Are the youth the key?

Here's something I'm wondering. 

On the night He was betrayed, Christ prayed in the garden for His future church, the Bride.  He prayed that we would be one, just as the Father and He are one.  Specifically, He asked "I pray also for those who will believe in Me...that all of them may be one, Father, just as you are in Me and I am in You.  May they also be in us so that the world may believe that You have sent me. I have given them the glory that You gave Me, that they may be one as We are one, I in them and You in me.  May they be brought to complete unity to let the world know that you sent me and have loved them even as you have loved Me" (John 17:20-23)

 Did you catch that? Our oneness, our unity, is what lets the WHOLE WORLD know that the Father sent Jesus, and that the Father loves them - the world - as much as He loves Jesus.

I've said it before and I'll say it again - the key to the world coming out if it's deep, dark deception and seeing with eyes that see and hearing with ears that hear  is the  "oneness" and the Unity of the Bride, the Church. 

So are the youth the key?

On Sunday, about 40 or so interns - young people - got up on the stage and I immediately thought that they are learning gospel, evangelism, theology, church works, programs, and servanthood, but are they also learning "oneness", or how to be unified?  Are they learning how to have conflict in transformative ways, how to talk to one another when the chips are down, how to move in and out of disagreement and difference and discourse?  Who is teaching them what love your enemy means, what turn the other cheek really means, and what giving your shirt and going the extra mile are all about.  How are they learning the power of true apology and authentic forgiveness - and not just cheap grace?  How are they learning not to gossip, not to play favourites, and not to pick sides? What are they learning about acceptance and responsibility and accountability and integrity and character?

So many of the youth come from unchurched homes, and they bring with them much of the world system, including ingrained lessons from public school about globalization, one world community, and even oneness with nature and even the universe, all counterfeits to authentic community to be sure, but oddly enough, I think that makes them very very teachable when it comes to church unity.   It makes them open, I suspect, to learning Jesus "Third Way" of restorative practice, justice and conflict transformation.  Maybe, because of desensitization to violence and conflict in the home, the youth aren't nearly so inclined to be afraid of conflict the way some older "good Christians who never fight" are (you know, the ones who believe "blessed are the peacemakers" actually means "blessed are the peacefakers" so that all their pain goes underground only to emerge later on more destructive than ever)

 Moreover, maybe the youth are the perfect candidates to learn how to lean into conflict in ways that are unifying because they're just plain lonely, connected by technology and personality cults, but not to eachother through the heart and with mutual purpose.  Could it be this  so called "lost", emotionally disconnected, unchurched generation of insecure, entertained and entitled kids are the very ones most willing to humble themselves and put others first in community only because being the offspring of the "me generation" has shown them that "me, me, me" is not all that it was cracked up to be? 
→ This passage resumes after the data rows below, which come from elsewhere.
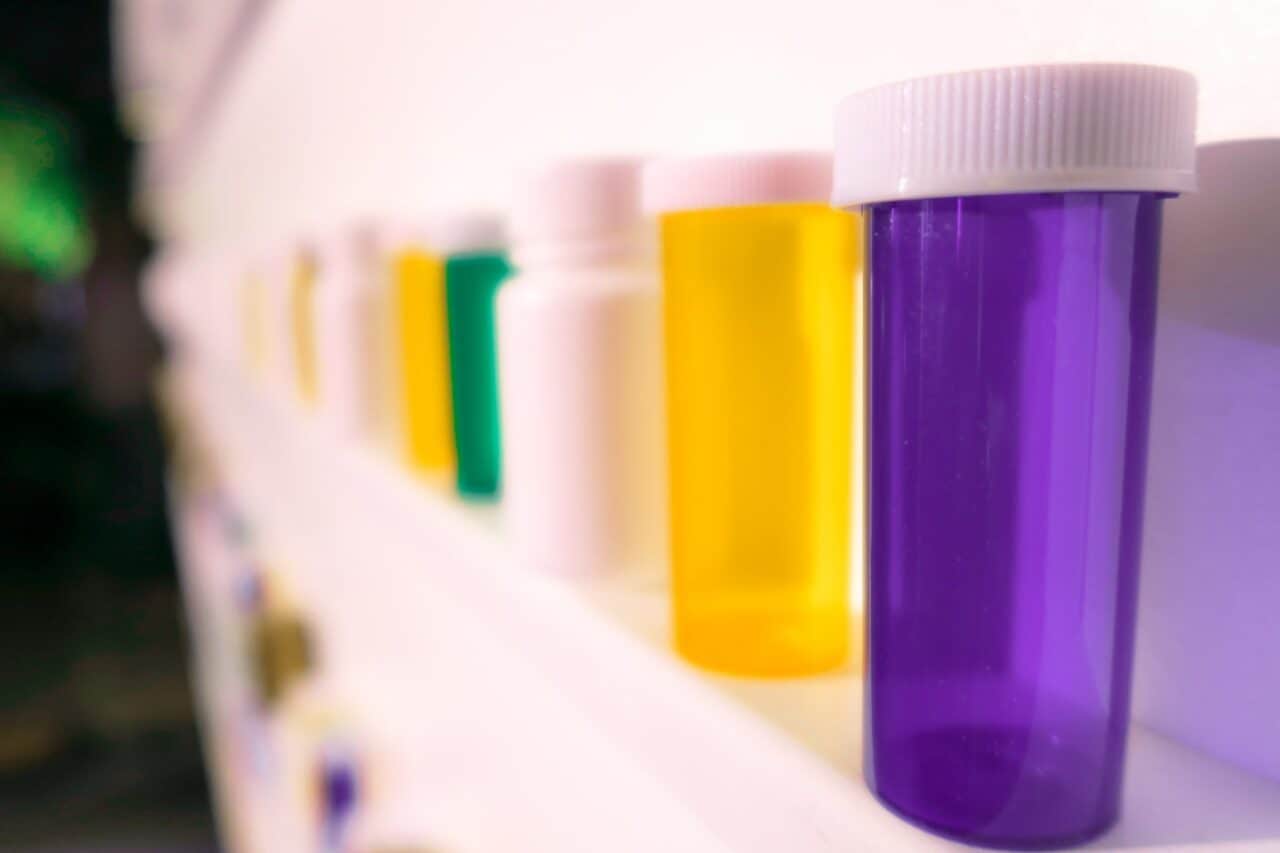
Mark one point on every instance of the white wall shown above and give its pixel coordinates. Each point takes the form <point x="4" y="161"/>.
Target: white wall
<point x="416" y="105"/>
<point x="401" y="106"/>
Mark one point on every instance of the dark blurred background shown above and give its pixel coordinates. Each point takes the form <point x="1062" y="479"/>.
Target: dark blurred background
<point x="97" y="743"/>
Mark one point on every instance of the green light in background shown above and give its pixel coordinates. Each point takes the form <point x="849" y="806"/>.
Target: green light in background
<point x="41" y="213"/>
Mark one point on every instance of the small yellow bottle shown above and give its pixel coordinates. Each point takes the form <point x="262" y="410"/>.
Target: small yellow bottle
<point x="420" y="323"/>
<point x="758" y="323"/>
<point x="302" y="314"/>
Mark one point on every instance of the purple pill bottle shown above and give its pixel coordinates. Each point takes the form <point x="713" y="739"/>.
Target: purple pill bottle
<point x="1013" y="220"/>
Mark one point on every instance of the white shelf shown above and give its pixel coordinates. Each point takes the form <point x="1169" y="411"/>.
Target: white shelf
<point x="525" y="707"/>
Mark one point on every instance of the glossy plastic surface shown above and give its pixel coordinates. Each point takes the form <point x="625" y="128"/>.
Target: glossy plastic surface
<point x="581" y="411"/>
<point x="1010" y="346"/>
<point x="471" y="287"/>
<point x="417" y="279"/>
<point x="301" y="311"/>
<point x="758" y="315"/>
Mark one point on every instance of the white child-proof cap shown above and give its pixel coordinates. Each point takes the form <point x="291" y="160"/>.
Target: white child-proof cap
<point x="466" y="232"/>
<point x="1032" y="128"/>
<point x="737" y="179"/>
<point x="581" y="209"/>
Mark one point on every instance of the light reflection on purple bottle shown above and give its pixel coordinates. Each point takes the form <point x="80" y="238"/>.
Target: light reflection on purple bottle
<point x="1014" y="226"/>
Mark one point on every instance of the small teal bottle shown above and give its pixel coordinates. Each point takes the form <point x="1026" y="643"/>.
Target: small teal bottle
<point x="475" y="268"/>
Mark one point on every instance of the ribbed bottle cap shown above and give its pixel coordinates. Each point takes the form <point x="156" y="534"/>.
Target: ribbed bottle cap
<point x="581" y="210"/>
<point x="466" y="232"/>
<point x="1033" y="128"/>
<point x="736" y="179"/>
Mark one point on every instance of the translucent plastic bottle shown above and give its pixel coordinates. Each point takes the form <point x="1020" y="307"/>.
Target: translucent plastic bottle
<point x="302" y="279"/>
<point x="342" y="309"/>
<point x="419" y="314"/>
<point x="475" y="267"/>
<point x="579" y="342"/>
<point x="758" y="314"/>
<point x="1014" y="231"/>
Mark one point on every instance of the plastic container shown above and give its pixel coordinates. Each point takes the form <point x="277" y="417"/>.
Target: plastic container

When we let go of "me" and "mine" and our position, we are more inclined to hear and know the other, and when we hear and know the other, we are more inclined to want community - common unity - with the other.  So maybe the youth - that generation that we older people tend to dismiss as vain and shallow, lazy and entitled - have all that is needed to become, finally, the one, truly unified Body of Christ on earth, which is, they have no pre-conceived notions, assumptions  or expectations on what it means to be a "good Christian", so they can instead get down to the business of being an authentic one, and in THAT unity, the world will know that the Father sent Him.